FILSAFAT PENCIPTAAN
Oleh: Samsurizal, MA, C.I.P
Filsafat Islam berbicara tentang kehendak bebas, manusia, dan wujud. Ketiga hal ini menjadi dasar berpijak untuk memikirkan bagaimana perbuatan, eksistensi dan realitas yang benar-benar ada.
Manusia dengan segala keistimewaannya sebagai makhluk yang mulia, mukallaf, mukhayyar dan majziy. Ia adalah tujuan akhir penciptaan, dan tujuan akhir hidup manusia adalah untuk kembali lagi kepada Allah sang Mahapencipta dan Mahamenerima segala kondisi manusia sekarang maupun kelak di akhirat.

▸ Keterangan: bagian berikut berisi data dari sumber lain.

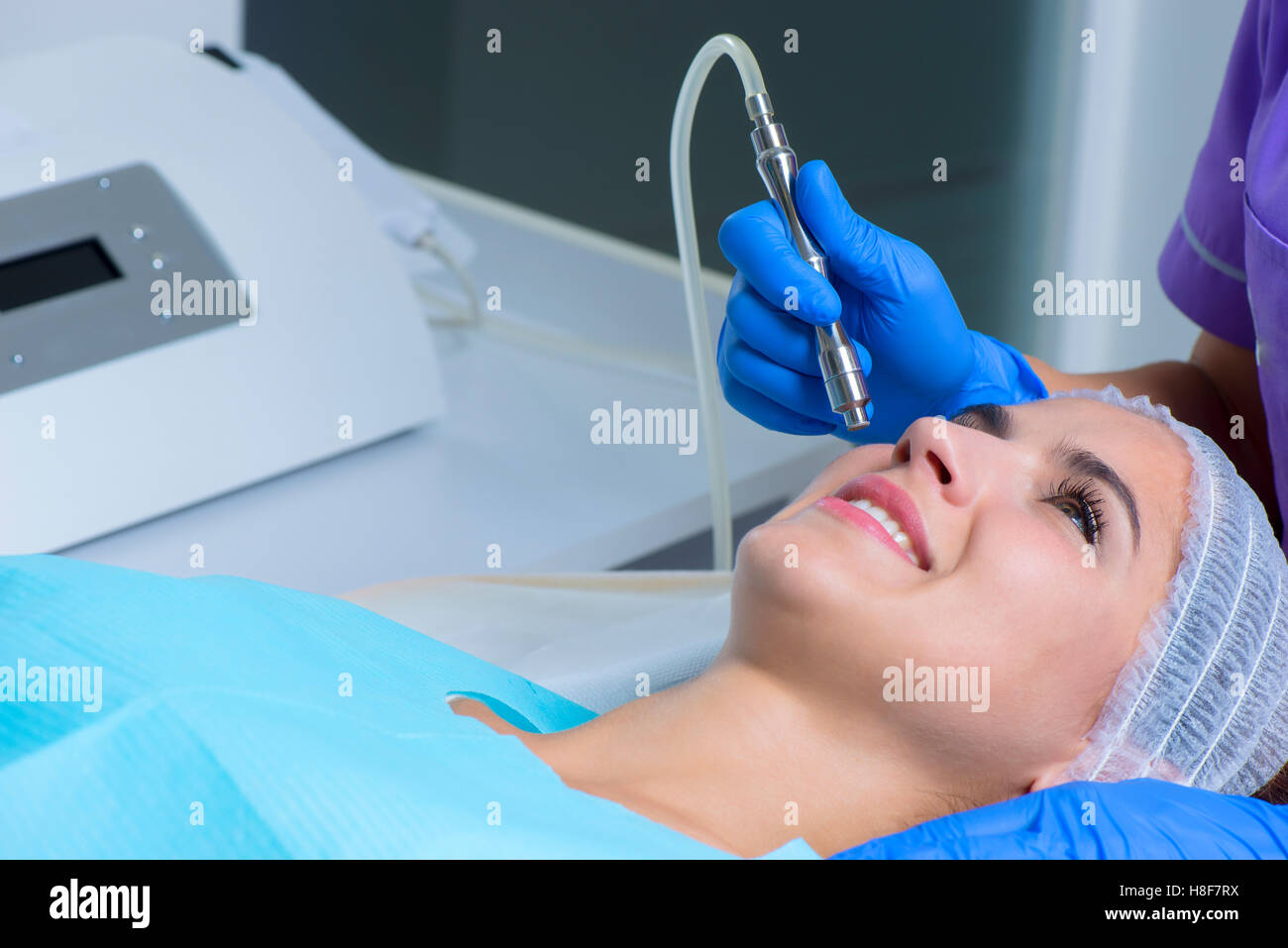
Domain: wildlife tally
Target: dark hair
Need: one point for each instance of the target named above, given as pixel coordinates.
(1276, 789)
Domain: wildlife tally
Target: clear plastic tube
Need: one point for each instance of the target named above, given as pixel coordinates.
(687, 239)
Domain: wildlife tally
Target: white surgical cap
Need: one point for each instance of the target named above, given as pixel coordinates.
(1205, 698)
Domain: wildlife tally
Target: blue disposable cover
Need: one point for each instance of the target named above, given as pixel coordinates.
(240, 719)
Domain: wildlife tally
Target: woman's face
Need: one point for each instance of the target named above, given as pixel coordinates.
(1031, 583)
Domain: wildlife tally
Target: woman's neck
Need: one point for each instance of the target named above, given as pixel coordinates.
(737, 760)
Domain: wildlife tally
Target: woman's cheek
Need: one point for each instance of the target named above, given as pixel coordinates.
(851, 464)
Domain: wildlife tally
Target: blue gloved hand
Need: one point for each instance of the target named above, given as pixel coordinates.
(1133, 819)
(918, 357)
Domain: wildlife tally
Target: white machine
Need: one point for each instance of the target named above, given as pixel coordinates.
(129, 167)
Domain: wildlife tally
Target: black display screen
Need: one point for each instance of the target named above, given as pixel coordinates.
(53, 272)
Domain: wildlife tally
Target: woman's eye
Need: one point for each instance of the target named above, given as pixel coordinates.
(1076, 510)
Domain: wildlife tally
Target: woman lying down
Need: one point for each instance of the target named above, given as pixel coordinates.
(1099, 581)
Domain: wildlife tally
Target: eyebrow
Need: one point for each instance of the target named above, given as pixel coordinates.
(996, 420)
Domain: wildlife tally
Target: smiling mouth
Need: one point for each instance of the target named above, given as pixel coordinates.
(884, 510)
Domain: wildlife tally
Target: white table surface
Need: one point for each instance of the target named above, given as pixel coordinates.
(511, 462)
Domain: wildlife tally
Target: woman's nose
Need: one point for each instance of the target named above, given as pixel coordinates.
(930, 449)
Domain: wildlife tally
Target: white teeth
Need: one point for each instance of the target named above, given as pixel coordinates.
(893, 527)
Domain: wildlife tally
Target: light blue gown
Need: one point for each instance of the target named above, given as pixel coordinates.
(246, 720)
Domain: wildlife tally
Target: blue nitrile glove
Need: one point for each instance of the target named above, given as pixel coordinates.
(918, 357)
(1133, 819)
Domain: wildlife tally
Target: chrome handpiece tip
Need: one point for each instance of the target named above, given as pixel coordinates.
(855, 419)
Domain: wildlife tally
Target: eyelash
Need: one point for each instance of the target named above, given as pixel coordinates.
(1090, 505)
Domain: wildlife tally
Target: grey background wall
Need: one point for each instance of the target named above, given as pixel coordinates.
(580, 91)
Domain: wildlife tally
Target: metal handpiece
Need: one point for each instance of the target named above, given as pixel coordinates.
(846, 388)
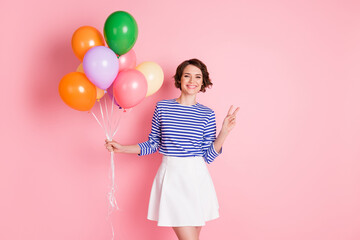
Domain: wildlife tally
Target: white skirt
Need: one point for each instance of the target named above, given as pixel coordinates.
(183, 193)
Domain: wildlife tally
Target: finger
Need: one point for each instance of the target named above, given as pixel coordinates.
(229, 112)
(236, 111)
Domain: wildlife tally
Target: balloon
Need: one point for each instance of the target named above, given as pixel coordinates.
(99, 92)
(85, 38)
(80, 68)
(154, 76)
(111, 94)
(128, 60)
(120, 32)
(129, 88)
(77, 91)
(101, 66)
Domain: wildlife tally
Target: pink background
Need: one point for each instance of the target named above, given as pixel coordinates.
(290, 169)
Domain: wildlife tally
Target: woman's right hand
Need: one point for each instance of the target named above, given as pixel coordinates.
(113, 146)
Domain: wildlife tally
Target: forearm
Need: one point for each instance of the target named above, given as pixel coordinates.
(129, 149)
(219, 141)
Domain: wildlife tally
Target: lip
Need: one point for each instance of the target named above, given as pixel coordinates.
(191, 86)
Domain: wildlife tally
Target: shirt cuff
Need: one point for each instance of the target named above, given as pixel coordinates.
(214, 151)
(142, 148)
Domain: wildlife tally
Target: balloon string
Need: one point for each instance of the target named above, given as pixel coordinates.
(112, 110)
(107, 116)
(102, 115)
(111, 194)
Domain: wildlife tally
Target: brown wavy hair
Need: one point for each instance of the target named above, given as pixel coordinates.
(197, 63)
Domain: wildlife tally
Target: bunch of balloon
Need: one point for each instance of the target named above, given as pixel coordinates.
(109, 72)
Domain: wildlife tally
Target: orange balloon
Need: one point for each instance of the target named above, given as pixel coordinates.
(85, 38)
(99, 92)
(77, 91)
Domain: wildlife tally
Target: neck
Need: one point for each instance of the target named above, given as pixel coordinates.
(186, 99)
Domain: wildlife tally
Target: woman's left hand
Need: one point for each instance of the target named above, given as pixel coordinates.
(230, 120)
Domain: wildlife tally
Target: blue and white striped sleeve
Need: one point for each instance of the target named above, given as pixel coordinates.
(208, 142)
(153, 144)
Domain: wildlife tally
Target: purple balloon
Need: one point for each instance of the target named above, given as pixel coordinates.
(101, 66)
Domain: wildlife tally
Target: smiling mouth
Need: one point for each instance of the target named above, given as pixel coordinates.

Manusia itu minuman masa lalu, kini, dan masa depan. Jika dingin maka dibutuhkan disaat cuaca panas, dan apabila hangat enaknya diminum saat cuaca dingin. Nah, kesesuaian tersebut kita yang mengatur. Tetapi, apakah penggunaan itu pas atau tidak tergantung takarannya (takdirnya). Karena panas dan dingin sudah menjadi ketetapan-Nya (qadha). Hanya saja manusia memandang dirinya bagaimana? Apakah mau cepat habis atau berlahan, bahkan tak habis-habis.
Allah Subhanahu wa Ta'ala berfirman:
اَللّٰهُ يَبْدَؤُا الْخَلْقَ ثُمَّ يُعِيْدُهٗ ثُمَّ اِلَيْهِ تُرْجَعُوْنَ. (قرآن سورة الروم/٣٠: ١١)
Allah memulai penciptaan (makhluk), kemudian mengembalikannya (menghidupkannya) lagi. Lalu, hanya kepada-Nya kamu dikembalikan. (QS. Ar-Rūm/30: 11)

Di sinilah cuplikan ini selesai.